The spokesperson declined to give a reason for the delay, but partners take it as a sign that Cisco has yet to solve the scalability issues that some customers were having with that product.

Cisco has resumed shipments of the UCS Invicta appliance, but partners told CRN the UCS Invicta Scaling System is more important to enterprise customers.

Cisco decided to halt UCS Invicta shipments out of ’an abundance of caution,’ the vendor said in an FAQ sent to partners last month.

’Though some may feel that Cisco’s approach is overly conservative, we believe this is the best approach to meet the expectations of our customers, partners and employees,’ Cisco said in the FAQ.

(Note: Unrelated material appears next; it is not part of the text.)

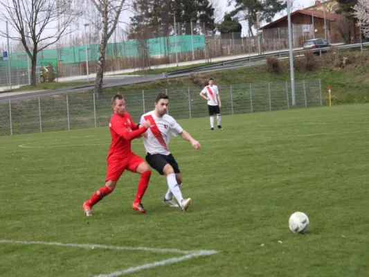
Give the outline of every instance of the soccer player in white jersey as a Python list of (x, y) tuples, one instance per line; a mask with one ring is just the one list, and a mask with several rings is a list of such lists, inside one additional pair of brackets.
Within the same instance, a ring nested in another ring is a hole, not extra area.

UCS Invicta, which Cisco launched in January, uses technology from its $415 million acquisition of flash storage vendor Whiptail last September. Cisco said integrating the Whiptail technology into its UCS converged infrastructure system would boost the performance of UCS and help it better support compute-intensive applications, such as those used for big data analytics and the emerging Internet of Things.

Solution providers told CRN they weren't entirely surprised to hear UCS Invicta shipments had come to halt, given the glitches they had experienced first-hand when selling or implementing the product. Some of these glitches, they said, include single points of failure and issues with manageability.

Some partners, meanwhile, said they were waiting for Cisco to drive further integration between the legacy Whiptail technology and its UCS offering before taking Invicta to market.

Cisco's Invicta troubles could fuel speculation that the San Jose, Calif.-based networking giant is eyeing another big acquisition in the storage market. Partners this week said Cisco reducing its ownership stake in VCE -- and, as a result, loosening its ties with storage stalwart EMC -- could open the door for such a move.

"My position is that Cisco is going to start playing stronger in storage, whether they do it with the Whiptail acquisition or go out and acquire a company like NetApp or a smaller storage company like Nimble," said Bill Smeltzer, CTO of Focus Technology Solutions, a Seabrook, N.H.-based Cisco Gold partner. "It would be fairly easy for Cisco to go out and get a storage company."

Another Cisco partner, who asked not to be named, encouraged Cisco to bring more storage capabilities into its fold, especially to maintain the growth it's seen with UCS.

"With Cisco saying Invicta is just server-side cache and that they never bought that to compete against EMC and NetApp -- to me, Cisco needs a storage company to continue to grow UCS at the rate that it's growing," the partner said.